The best-known of the set is ‘My soul, there is a country’. Here I admired the discipline of the singing. The music is full of short rests, every one of which is there for a reason, and all of these made their mark. I liked too the urgency brought to the closing pages, beginning at “Leave then thy foolish ranges”. The performance of ‘I know my soul hath power’ was notable for the dynamic range achieved and I admired the clarity with which the flowing part-writing was delivered in ‘Never weather-beaten sail’. The fourth song, ‘There is an old belief’ was sung at Parry’s funeral, and no wonder. Both words and music are suffused with melancholy. Parry’s response to the last two lines, beginning “Eternal be the sleep…” is especially moving and this performance did the music full justice. ‘At the round earth’s imagined corners’ features arguably the most complex part-writing in the set. It seemed to me that the Saint Cecilia Singers mastered this admirably. The whole set leads up to ‘Lord, let me know mine end’. This setting of words from Psalm 39 is a profound meditation on mortality. Poignantly, it was the only one of the six that Parry never heard in his lifetime.

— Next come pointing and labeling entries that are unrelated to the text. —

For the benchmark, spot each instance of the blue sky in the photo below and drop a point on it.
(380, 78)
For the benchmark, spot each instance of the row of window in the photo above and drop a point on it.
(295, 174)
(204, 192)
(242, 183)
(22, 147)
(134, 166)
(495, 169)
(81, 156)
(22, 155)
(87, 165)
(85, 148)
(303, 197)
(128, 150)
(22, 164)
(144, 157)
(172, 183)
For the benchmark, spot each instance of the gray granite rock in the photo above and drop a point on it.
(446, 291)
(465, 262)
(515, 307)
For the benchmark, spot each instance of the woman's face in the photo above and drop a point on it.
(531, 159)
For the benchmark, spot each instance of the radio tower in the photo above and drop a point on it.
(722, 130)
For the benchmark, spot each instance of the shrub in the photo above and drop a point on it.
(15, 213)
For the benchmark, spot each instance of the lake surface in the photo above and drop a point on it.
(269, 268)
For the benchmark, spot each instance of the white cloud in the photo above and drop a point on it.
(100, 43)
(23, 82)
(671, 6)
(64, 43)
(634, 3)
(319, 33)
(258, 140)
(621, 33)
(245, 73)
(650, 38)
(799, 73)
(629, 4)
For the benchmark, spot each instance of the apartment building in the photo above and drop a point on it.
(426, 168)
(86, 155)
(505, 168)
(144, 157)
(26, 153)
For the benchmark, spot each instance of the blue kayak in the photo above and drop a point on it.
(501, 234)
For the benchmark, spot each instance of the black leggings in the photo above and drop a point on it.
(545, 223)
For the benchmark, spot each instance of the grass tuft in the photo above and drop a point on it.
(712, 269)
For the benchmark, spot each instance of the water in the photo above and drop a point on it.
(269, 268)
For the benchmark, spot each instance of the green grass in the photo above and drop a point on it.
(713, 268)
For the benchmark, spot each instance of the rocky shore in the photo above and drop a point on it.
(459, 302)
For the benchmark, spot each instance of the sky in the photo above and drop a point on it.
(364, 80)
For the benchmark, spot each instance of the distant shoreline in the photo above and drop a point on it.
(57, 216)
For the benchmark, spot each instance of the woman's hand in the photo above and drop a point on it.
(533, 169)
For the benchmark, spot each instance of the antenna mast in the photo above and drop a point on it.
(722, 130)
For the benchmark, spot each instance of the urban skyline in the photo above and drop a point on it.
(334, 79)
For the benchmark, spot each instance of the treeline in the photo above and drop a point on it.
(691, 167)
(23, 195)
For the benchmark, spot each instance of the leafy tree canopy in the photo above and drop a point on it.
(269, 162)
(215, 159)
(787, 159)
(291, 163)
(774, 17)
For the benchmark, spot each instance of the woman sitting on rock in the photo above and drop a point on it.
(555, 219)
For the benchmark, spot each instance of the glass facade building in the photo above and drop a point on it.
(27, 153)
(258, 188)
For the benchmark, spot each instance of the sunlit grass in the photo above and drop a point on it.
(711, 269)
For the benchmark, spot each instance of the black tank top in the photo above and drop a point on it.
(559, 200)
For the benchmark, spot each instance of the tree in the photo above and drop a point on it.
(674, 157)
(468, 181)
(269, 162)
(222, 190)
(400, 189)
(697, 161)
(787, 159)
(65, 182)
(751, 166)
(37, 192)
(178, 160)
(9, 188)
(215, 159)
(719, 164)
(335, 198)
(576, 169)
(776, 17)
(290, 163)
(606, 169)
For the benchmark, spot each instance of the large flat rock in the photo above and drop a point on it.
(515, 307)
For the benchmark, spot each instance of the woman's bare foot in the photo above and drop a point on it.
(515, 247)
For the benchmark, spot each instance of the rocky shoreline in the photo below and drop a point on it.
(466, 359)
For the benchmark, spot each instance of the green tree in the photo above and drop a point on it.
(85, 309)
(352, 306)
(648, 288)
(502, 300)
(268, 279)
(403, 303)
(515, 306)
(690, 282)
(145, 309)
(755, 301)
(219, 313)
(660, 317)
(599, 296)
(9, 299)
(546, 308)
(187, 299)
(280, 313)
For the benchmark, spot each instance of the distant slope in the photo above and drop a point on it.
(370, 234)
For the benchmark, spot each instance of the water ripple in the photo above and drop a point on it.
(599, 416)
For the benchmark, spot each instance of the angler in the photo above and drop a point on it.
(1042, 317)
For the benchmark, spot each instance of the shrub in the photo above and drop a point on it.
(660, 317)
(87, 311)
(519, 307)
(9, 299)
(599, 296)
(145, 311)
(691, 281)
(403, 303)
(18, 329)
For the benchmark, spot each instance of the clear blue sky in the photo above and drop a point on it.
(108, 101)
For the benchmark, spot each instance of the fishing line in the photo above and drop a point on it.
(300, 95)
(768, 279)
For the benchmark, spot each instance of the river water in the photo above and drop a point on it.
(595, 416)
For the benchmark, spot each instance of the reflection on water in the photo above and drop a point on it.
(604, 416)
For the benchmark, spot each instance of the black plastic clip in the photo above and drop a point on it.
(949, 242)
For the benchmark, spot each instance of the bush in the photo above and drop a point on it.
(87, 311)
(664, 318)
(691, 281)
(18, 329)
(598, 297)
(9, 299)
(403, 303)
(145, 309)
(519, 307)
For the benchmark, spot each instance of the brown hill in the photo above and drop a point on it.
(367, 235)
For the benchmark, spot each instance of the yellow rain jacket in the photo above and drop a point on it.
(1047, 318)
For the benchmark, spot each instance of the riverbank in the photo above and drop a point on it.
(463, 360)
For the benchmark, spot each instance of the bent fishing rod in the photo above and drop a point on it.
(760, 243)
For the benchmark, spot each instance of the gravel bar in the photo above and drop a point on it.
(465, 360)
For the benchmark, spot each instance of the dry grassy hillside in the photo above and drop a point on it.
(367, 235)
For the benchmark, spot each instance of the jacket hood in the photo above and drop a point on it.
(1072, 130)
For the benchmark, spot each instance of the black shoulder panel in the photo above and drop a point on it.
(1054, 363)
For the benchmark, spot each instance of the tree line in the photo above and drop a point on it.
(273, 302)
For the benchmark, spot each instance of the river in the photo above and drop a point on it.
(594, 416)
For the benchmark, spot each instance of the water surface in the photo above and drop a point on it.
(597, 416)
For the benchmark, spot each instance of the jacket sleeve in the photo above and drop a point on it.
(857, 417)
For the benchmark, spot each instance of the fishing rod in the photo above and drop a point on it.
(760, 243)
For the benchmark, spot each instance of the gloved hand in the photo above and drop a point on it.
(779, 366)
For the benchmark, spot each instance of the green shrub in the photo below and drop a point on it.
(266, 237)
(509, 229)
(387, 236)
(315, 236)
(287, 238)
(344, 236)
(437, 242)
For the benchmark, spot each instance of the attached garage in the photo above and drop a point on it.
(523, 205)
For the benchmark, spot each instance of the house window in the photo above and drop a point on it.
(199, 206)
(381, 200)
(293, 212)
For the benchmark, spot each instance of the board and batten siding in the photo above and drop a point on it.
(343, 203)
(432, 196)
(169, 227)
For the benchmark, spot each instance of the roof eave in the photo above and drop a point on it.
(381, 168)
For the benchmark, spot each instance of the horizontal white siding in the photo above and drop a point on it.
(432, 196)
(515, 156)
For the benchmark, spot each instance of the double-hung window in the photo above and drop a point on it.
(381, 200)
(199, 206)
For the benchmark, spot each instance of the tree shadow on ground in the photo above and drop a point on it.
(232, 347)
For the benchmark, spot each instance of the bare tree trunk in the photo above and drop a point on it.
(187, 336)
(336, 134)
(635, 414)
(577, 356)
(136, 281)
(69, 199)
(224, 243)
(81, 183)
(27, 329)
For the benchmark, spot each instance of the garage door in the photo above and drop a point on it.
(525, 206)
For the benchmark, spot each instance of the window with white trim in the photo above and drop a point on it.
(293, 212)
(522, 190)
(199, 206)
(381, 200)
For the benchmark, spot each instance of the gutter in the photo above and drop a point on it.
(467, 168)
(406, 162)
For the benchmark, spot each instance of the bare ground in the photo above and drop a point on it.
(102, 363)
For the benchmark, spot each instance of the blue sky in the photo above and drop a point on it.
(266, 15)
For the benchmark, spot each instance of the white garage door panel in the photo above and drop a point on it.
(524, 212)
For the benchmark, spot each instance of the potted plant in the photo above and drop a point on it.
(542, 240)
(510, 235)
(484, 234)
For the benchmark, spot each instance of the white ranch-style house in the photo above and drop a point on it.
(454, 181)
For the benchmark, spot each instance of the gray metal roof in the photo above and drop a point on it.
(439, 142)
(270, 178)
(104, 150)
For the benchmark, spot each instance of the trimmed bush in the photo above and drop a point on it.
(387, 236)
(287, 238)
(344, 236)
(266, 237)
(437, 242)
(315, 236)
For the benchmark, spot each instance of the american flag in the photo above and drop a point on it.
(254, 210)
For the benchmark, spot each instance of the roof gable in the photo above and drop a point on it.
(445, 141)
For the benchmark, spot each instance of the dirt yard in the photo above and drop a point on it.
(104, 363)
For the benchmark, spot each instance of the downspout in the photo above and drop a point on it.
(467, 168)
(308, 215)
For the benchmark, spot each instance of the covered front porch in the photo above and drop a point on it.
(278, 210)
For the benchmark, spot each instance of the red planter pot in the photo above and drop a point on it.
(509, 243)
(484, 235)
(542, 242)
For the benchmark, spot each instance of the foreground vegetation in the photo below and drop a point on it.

Parry’s music is often compared to that of Brahms and as I listened to this piece today I felt there was a strong affinity with the German master’s late motets. Jonathan Hope led a fine, controlled performance of this eloquent music and the choir brought out the intense melancholy of the last few pages of this wonderful setting. I was very glad indeed that at the end a lengthy silence was kept before well-deserved applause. Jonathan Hope had clearly prepared this programme very well indeed: it was a fine concert.
Bank Holiday Monday, another day of glorious sunshine, was designated Highnam Day. All the events were centred on the former Parry home of Highnam Court and the nearby Holy Innocents Church in which Parry frequently worshipped and which is still decorated by the impressive murals painted by his father, Thomas Gambier Parry. Events included a talk by the leading Parry expert, Jeremy Dibble and a chamber recital of music by Parry, Vaughan Williams and Howells. Appropriately, this was given by student musicians from the Royal College of Music. I attended the final event: Choral Evensong in Holy Innocents Church which was very well sung by some members of Gloucester Choral Society conducted by Nia Llewelyn-Jones with Jonathan Hope playing the organ. The service included music by Vaughan Williams as well as Parry’s Magnificat and Nunc Dimittis in D (1881). The Preces and Responses were an intriguing and effective set composed by Jeremy Dibble in which each response is based on a different theme by Parry. Fittingly, the last music to be heard in the festival was by Parry himself as Evensong concluded with Jonathan Hope’s stirring account of the short but majestic Chorale Prelude on Hanover
So, over this weekend Sir Hubert Parry was justly feted in Gloucester, not just as a composer but also as a figure of great significance in British music life. This was a very worthy tribute to him by Gloucester Choral Society.